Describe how you came to study at Hebrew University and when?
I grew up in a country called Guyana. Access to educational opportunities presented many challenges. One of which was inequitable distribution of scholarships. Back in 2019, I was at the point in my career wondering what’s next. It must have been divine intervention. My mentor, Geraldine Hall, messaged me and sent me a link that she thought would be something I would be interested in. At that time, I had never heard of HUJI and decided to do my research. I became curious and applied. A few months later I received an acceptance letter. At the end of October 2019, I left my 3 children, Naiomi, Naiheem and Naiaz to embark on a new journey. A journey to spread health and hope to the world. As Thomas Carlyle (a British philosopher) said “He who has health, has hope; and he who has hope, has everything.”
How did studying at Hebrew University influence or impact your life?
The greatest impact for me was in my religious life as a Seventh Day Adventist. The similarities of my faith with the Jewish community was astounding.
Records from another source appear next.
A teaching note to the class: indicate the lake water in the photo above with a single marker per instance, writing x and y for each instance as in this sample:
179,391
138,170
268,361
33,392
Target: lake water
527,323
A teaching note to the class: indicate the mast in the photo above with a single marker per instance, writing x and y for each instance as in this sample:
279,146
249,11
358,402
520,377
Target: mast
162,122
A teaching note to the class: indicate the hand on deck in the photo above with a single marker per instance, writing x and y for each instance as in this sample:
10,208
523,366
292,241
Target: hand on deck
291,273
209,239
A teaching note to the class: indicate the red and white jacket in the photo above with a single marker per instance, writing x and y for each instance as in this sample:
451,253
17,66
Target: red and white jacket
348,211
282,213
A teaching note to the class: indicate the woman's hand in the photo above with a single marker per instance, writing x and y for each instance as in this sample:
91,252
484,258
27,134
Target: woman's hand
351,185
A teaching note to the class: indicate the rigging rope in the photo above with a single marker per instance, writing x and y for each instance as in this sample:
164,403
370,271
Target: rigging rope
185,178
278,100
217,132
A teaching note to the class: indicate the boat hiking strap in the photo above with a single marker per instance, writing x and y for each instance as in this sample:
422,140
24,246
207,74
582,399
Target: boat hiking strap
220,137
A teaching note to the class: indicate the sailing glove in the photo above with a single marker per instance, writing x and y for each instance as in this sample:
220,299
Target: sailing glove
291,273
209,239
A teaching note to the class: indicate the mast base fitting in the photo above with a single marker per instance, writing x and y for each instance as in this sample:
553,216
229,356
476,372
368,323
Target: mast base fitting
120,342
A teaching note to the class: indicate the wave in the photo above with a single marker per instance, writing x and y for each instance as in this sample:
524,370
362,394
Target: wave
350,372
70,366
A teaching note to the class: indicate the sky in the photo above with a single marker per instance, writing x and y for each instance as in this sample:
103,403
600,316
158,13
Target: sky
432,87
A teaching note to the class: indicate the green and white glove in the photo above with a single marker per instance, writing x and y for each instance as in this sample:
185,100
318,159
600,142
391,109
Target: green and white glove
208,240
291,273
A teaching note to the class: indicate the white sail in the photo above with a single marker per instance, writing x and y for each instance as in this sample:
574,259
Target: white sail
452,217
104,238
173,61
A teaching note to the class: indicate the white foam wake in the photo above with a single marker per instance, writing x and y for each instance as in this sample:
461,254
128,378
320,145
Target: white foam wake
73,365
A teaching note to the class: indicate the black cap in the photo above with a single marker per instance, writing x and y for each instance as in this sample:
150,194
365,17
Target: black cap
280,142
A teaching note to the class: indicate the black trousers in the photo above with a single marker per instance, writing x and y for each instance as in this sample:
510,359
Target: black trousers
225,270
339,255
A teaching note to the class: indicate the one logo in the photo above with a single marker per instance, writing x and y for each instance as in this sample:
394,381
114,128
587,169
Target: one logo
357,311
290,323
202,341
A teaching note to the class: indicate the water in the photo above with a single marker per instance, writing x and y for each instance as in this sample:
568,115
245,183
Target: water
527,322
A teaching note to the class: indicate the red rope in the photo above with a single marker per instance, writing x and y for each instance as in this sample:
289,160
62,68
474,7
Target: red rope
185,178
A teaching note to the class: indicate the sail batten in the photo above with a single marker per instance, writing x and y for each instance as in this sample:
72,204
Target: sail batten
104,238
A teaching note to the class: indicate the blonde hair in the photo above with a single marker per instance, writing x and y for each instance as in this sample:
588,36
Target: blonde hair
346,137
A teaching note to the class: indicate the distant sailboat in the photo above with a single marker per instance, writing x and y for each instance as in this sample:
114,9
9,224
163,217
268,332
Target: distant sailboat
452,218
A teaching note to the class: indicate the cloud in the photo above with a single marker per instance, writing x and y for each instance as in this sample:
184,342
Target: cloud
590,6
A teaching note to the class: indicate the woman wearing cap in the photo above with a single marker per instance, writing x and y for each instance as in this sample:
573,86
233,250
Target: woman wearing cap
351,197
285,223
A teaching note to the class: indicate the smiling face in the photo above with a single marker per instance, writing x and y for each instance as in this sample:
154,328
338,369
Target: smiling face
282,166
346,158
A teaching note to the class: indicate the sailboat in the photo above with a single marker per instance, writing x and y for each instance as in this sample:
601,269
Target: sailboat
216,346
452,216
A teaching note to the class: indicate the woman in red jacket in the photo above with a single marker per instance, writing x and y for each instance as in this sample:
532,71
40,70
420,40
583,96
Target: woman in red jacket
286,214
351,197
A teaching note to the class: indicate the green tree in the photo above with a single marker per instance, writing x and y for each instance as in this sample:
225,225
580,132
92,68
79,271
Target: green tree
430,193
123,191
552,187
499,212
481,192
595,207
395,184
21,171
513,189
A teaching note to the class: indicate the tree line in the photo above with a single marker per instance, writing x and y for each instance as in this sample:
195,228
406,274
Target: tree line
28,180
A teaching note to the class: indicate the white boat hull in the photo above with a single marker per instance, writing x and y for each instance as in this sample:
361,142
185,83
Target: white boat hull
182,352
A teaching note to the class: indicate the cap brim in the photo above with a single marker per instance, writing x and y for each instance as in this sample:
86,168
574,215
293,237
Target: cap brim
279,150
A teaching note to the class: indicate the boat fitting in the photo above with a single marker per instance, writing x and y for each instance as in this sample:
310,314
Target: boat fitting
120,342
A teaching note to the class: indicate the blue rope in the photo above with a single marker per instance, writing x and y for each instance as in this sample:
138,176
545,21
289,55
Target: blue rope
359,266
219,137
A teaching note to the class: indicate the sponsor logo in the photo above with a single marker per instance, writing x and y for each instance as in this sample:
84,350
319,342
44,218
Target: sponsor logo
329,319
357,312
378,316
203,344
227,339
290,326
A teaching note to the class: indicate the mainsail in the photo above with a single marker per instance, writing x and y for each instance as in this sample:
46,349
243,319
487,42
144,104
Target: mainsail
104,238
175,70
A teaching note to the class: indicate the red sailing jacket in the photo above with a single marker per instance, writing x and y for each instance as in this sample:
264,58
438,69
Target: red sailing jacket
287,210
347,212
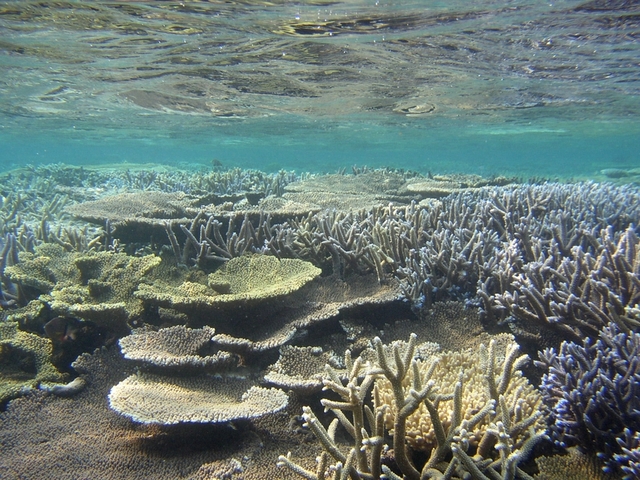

I would celebrate the Sabbath from Friday evening at sunset to Saturday evening at sunset just as they did. A bonus for me as there would be no classes during that time. Visits to sites like the Via Dolorosa and Jordan River Baptismal Place helped me to renew my faith. After completing the program, I was baptized within a few months. This was so meaningful to me because the Bible teaches us to seek God first and everything else will be added unto us.
Through the IMPH program I was able to develop knowledge and skills in major public health issues such as mental health. Prior to my studies, I had never had a tele-consult. Now it is one way I use to compliment access to mental health services for my clients.
In the second semester Covid came. It was a sad time for us all being away from our families. But on the other hand, we were making history as the first IMPH graduates to complete the program during a pandemic. We had already built lasting friendships and supported each other throughout our remaining months.
My one word to describe my experience is “Tzababa/Sababa.”
Toda raba to everyone who supports the IMPH program.
Colleen is a lecturer at the Georgetown American University in Guyana. She is currently residing in Toronto, Ontario.